You gottabefruckin'kiddingme.
Called them.
Spoke to...GET THIS, an American who speaks intelligibly and..... in English!
"Okay. WHY do I have a bill for A DOLLAR???!!?? The last customer service rep assured me that I was DONE, that the $4 was IT."
"Well, she should have had you pay $5."
*Silence so deafening that Travis,(customer service rep), can hear my neurons clattering and grinding in an effort to regain a foothold in the real world*
"WHAT do you mean, five dollars?"
"Well, she had you pay $4, when it was really supposed to be the amount of $5. I don't really understand why she did that."
"I do. It's called cheapass petty vengeance and malignant mischief."
"Excuse me?"
"Nothing. HOW do we fix this because it's totally ree-dick-yu-lous and the remaining balence I owe is ENTIRELY you guys' fault. I have a rocket launcher and 3 NRA-issue hand grenades over here, and I promise you that I am telling EVERYBODY I KNOW about this whole problem with M-Tobile*!!!!"
"I can take off the dollar for you right now, you won't owe us anything....rocket launcher?!?"
"I'm sorry, you must have mis-heard me. I am used to speaking to persons from Rhodesia and Bombay when I contact M-Tobile*, and I was doing what's called "compensatory pronunciation"....... so you'll take that dollar off there RIGHT NOW, and I won't have to deal with bad credit or ever ever ever receive some bogus bill from you ever ever again?"

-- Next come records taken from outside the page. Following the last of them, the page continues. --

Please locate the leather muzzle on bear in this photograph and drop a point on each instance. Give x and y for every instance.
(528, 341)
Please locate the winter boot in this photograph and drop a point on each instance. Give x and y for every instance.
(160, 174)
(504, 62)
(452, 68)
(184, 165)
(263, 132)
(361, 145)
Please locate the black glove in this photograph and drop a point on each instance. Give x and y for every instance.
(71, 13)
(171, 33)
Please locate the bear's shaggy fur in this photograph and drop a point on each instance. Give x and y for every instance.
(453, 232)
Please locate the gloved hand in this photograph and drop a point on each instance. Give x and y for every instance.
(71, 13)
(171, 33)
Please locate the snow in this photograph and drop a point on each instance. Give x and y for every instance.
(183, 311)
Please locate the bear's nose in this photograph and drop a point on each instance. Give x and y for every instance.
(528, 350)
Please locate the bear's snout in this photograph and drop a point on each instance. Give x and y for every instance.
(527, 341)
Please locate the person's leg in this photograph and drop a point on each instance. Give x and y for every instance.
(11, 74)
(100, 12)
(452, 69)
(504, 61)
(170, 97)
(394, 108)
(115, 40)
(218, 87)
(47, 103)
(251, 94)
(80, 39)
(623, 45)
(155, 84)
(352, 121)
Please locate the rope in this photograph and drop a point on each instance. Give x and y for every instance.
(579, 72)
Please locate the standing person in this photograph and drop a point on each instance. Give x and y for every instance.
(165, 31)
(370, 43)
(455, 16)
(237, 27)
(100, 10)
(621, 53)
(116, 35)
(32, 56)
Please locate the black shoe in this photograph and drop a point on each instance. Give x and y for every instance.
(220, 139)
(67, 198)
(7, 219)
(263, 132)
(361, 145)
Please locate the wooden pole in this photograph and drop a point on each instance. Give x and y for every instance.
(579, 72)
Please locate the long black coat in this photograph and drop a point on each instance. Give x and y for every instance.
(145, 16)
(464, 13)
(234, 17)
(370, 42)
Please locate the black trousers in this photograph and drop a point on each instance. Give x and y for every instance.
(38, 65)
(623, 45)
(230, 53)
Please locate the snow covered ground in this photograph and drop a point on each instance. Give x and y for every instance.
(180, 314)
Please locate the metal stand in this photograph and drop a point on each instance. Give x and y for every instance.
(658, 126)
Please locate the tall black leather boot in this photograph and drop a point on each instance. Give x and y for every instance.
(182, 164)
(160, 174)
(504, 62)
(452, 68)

"That's right, and then we will part company without any problems."
*the silence of mulling things over*
"Arright. Let's do that. I need a RECEIPT and a piece of paper that verifies that my contract is terminated."
*dead silence from the other end*
"ummmmm, I don't know if we can do that. I know that you won't get another bill from us...."
"Right, that's what the LAST person said. She also left me with a DOLLAR hanging on my account and now you,Travis, innocent bystander, are dealing with my wrath. If you can generate a BILL, you can generate a RECEIPT."
"Can you go online? Access your account...."
"I DON'T HAVE AN ACCOUNT ANY LONGER, RIGHT??!!????!!!!"
.
.
.
.
.
"No, I guess you don't. Well, I'll try to get a receipt sent. Here is my CS representative ID number, just in case you do get another bill."
"Can I have your address and description if I need to hunt you down?"
"I beg your pardon?"
"Nothing. My translator broke into Rhodesian there for a minute and it sounded very much like I said I would hunt you down. I was saying "Thank you for the info".
"Okay, well the dollar is off there and you no longer have a contract with us.....I hope your weekend is a brighter one now."
*sizzlesizzlesizzlesizzle*
uh huh.
We'll see.
Tune in one month from now, I'll let ya know.
*Name changed so I don't get sued and so people can't tell it was me who did it if, a month from now, a gaping hole appears in the pavement where the ACTUAL cellular carrier used to be.